La sinistra riformista cambia strategia:
se prima erano in 4(gatti) a ballare Zapatero
adesso sono tutti a ballare con Zapatero !!!
Secondo me(e non solo) influenzata dalle scelte della sinistra radicale, da Zapatero(che non è la Bibbia, ma non è nemmeno il Pnac) e alle porte dell'elezioni Europee la sinistra razionale, riformista lascia ogni ambiguità e si butta a capofitta nella scelta del "ritiro preventivo".
Il giornale di Polito domani pubblica il discorso di Brahmini, ecco un anticipazione raccolta nell'editoriale.
Il riformista (di domani)
ELETTORALISMI
La sinistra non ha più tempo per l’Onu
Pubblichiamo oggi (domani 29aprile Ndr) quasi integralmente la relazione che Lakdhar Brahimi, inviato speciale di Kofi Annan, ha svolto l’altra sera al consiglio di sicurezza dell’Onu sul processo di transizione in corso in Iraq. Lo facciamo perché in Italia chi chiede il ritiro delle nostre truppe (e ormai si appresta a chiederlo anche la lista Prodi, con una certa fretta, presentando una mozione entro il 15 maggio, da mettere ai voti entro il 28 maggio, data di chiusura del parlamento per la campagna elettorale europea) spiega l’accelerazione sulla base del fatto che i margini della cosiddetta svolta si starebbero esaurendo. Siccome è Brahimi l’incaricato dall’Onu di verificarne la fattibilità, cioè di nominare un governo provvisorio in Iraq entro la scadenza prevista dalla precedente risoluzione approvata all’unanimità (il 30 giugno), ci sembra che sia più attendibile dei leader del centrosinistra italiano nel giudicarne le prospettive. Leggete pure il testo. Ma la frase chiave è alla fine e recita: «C’è molto da fare e il tempo è breve. Il compito di fronte a noi, per compiere il quale abbiamo il forte sostegno del Consiglio di sicurezza - e cioè assistere la formazione di un governo ad interim per il 30 giugno e preparare le elezioni da tenere nel gennaio 2005 - al punto in cui sono le cose non sarà facile. Al contrario, ci sono trappole potenzialmente pericolose e grandi ostacoli ad ogni passo di questa strada. Ma il lavoro è fattibile (<+cors>doable<+tondo>) se ci fissiamo obiettivi saldi nei principi ma realistici, se ci muoviamo in quella direzione con prudenza e se non restiamo soli nel muovere quei passi. Avremo bisogno, in particolare, che il Consiglio di sicurezza sia unito dietro di noi e con noi».

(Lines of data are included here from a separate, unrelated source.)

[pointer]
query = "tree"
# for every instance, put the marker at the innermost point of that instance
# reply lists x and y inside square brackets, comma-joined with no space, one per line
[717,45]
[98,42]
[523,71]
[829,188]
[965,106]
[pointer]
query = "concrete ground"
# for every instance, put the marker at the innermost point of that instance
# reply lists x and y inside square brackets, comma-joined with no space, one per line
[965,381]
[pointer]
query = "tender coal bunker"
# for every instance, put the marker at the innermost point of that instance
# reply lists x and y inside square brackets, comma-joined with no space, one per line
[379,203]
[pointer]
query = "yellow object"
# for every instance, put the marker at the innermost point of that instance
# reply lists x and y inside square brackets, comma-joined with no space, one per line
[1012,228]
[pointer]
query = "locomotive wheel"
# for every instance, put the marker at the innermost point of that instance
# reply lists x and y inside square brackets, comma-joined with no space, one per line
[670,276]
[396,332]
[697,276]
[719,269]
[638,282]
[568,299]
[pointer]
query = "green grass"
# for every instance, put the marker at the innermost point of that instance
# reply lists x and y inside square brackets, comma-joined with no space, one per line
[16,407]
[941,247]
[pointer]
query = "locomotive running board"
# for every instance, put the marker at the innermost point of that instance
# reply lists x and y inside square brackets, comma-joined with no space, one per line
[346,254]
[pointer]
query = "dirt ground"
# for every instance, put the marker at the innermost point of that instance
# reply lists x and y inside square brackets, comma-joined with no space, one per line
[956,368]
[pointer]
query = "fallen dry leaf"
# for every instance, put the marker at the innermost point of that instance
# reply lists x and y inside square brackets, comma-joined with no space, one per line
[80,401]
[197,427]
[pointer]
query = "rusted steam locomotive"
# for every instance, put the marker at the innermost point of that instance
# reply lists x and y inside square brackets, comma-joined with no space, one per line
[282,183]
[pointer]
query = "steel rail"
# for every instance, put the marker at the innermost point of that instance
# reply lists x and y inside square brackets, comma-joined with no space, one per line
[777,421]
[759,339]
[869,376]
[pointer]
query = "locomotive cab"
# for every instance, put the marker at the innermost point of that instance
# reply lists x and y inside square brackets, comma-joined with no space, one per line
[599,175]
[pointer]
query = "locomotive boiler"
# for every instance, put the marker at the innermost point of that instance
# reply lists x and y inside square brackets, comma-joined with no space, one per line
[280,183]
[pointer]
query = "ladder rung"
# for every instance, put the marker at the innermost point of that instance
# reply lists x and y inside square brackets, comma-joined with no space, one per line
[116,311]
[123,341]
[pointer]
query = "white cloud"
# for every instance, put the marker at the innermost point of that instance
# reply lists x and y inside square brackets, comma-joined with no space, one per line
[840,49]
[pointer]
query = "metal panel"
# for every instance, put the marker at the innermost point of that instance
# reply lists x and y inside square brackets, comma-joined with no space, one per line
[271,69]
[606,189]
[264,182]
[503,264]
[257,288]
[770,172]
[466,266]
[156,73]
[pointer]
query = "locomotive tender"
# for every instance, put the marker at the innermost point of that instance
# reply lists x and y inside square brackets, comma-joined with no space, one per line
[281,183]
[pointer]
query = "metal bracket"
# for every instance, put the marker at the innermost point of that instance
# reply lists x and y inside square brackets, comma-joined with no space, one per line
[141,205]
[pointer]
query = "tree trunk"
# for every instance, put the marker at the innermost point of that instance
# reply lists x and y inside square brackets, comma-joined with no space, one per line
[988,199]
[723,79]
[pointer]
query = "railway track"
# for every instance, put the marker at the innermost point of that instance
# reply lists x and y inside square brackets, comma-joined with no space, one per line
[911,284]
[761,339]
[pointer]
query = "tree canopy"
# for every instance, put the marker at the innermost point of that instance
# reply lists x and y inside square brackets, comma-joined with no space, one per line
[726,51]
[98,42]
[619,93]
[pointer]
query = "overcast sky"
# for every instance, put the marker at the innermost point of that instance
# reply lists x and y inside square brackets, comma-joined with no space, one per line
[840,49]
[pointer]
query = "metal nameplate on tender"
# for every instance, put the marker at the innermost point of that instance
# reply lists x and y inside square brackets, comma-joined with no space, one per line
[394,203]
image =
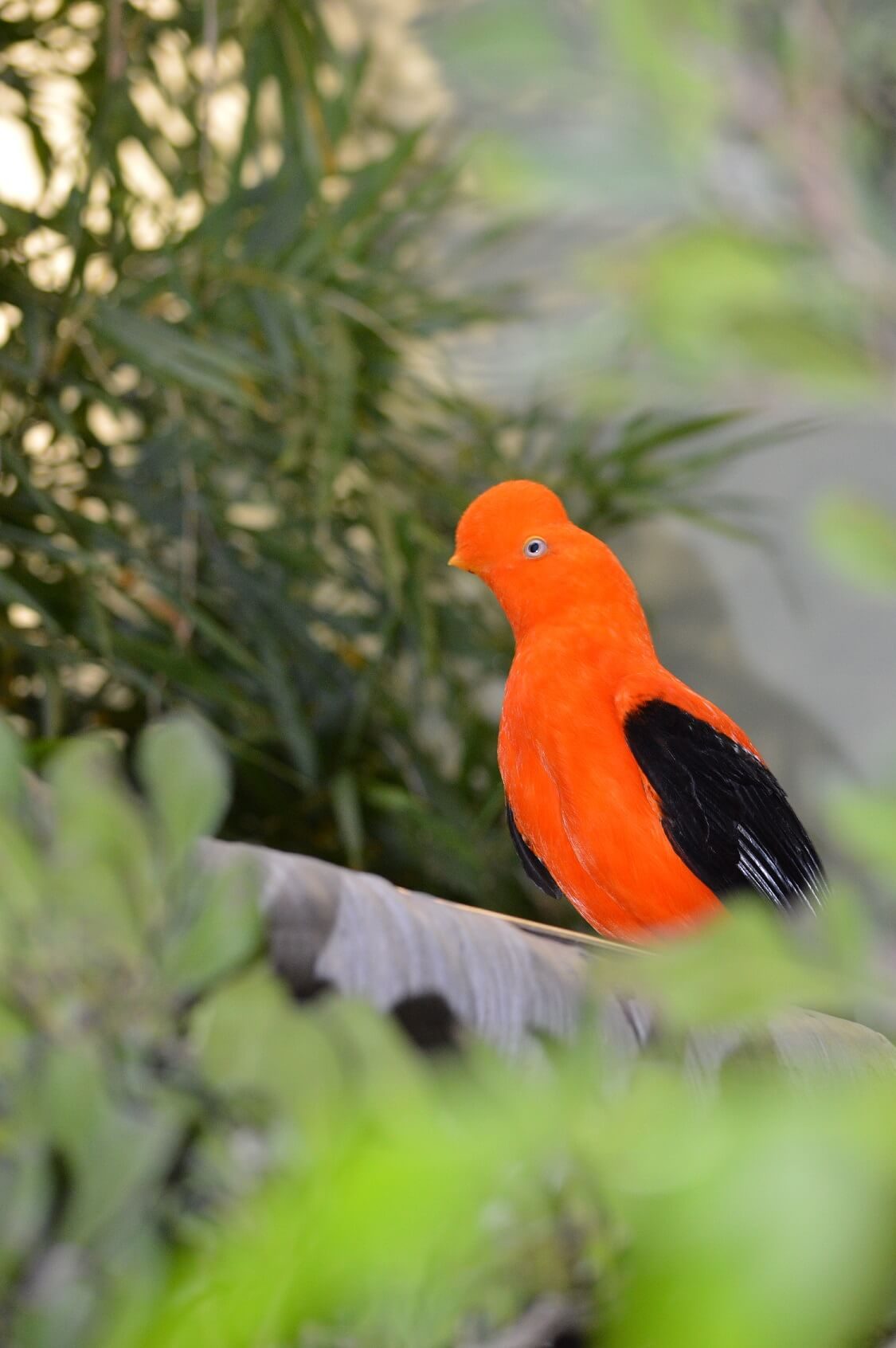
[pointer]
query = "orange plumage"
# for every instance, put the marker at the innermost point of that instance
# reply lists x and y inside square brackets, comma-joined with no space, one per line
[627,792]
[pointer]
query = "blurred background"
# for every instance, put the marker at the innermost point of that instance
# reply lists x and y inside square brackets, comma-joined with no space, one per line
[284,284]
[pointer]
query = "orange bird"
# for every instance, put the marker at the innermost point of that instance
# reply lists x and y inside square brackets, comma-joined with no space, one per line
[627,793]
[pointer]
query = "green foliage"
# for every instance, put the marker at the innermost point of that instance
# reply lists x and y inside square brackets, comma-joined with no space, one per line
[716,181]
[189,1158]
[232,459]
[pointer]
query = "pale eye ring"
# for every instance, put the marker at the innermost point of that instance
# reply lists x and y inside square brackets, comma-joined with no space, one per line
[534,547]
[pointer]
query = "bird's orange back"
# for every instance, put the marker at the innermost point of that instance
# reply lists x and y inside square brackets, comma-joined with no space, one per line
[581,806]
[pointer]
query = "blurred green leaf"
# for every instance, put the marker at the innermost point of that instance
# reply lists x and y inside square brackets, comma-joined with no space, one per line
[186,779]
[859,539]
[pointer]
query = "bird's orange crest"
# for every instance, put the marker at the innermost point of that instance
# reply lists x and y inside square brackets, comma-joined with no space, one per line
[519,539]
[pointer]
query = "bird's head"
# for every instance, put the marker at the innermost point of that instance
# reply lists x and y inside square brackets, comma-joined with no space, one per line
[519,539]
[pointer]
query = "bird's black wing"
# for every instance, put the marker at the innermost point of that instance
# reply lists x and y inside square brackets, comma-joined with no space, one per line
[724,812]
[533,864]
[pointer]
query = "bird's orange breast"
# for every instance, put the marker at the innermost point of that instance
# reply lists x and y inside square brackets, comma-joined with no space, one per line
[577,794]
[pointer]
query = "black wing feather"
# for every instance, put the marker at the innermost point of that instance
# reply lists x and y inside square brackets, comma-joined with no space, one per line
[533,866]
[724,812]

Dunque il lavoro terribilmente difficile di stabilizzare l’Iraq si può fare per Brahimi, ma è già chiaro che non si può fare per l’opposizione in Italia. Ricordiamo, en passant, che Brahimi è un algerino, musulmano sunnita, è stato presidente della Lega araba e in questa veste ha più volte preso le parti di Saddam. Tutto è tranne che un amerikano. Perché dunque la posizione iniziale della lista Prodi («aspettiamo l’Onu») si è trasformata in un «anticipiamo l’Onu»?
La risposta è nelle date, ed è una risposta molto triste. L’opposizione non condiziona più la richiesta del ritiro al 30 giugno, giorno che ha a che fare con la situazione in Iraq; ma al 28 maggio, giorno che ha a che fare solo con la situazione in Italia, perché è l’ultima occasione utile prima delle elezioni. L’urgenza elettorale ha preso il sopravvento sulla considerazione di ciò che è utile all’Iraq, annullando così la differenza che aveva finora distinto la sinistra riformista dal pacifismo senza se e senza ma, pur essendo entrambi stati contrari alla guerra. Si dà così ragione, e forse voti, a Bertinotti e Cossutta, che all’Onu non hanno mai creduto. Oppure si dà ragione, e forse voti, al governo, che ora si aggrappa all’Onu.
Dopo che questa mozione sarà stata votata succederanno le seguenti cose: Brahimi dirà entro la fine di maggio se è riuscito a fare il governo e con chi; gli americani decideranno se accettarlo o meno; le grandi potenze, probabilmente nel G8 della prima decade di giugno e dopo la visita di Bush da Chirac, decideranno se dare il via libera a una nuova risoluzione Onu che riconosca il governo provvisorio varato da Brahimi. In una parola, dopo che in Italia si sarà votato sulla impossibilità della svolta, ci potrebbe essere la svolta. Prodi, lo si capisce dalle dichiarazioni di ieri, non condivide la scelta del ritiro. Fermi allora questa deriva.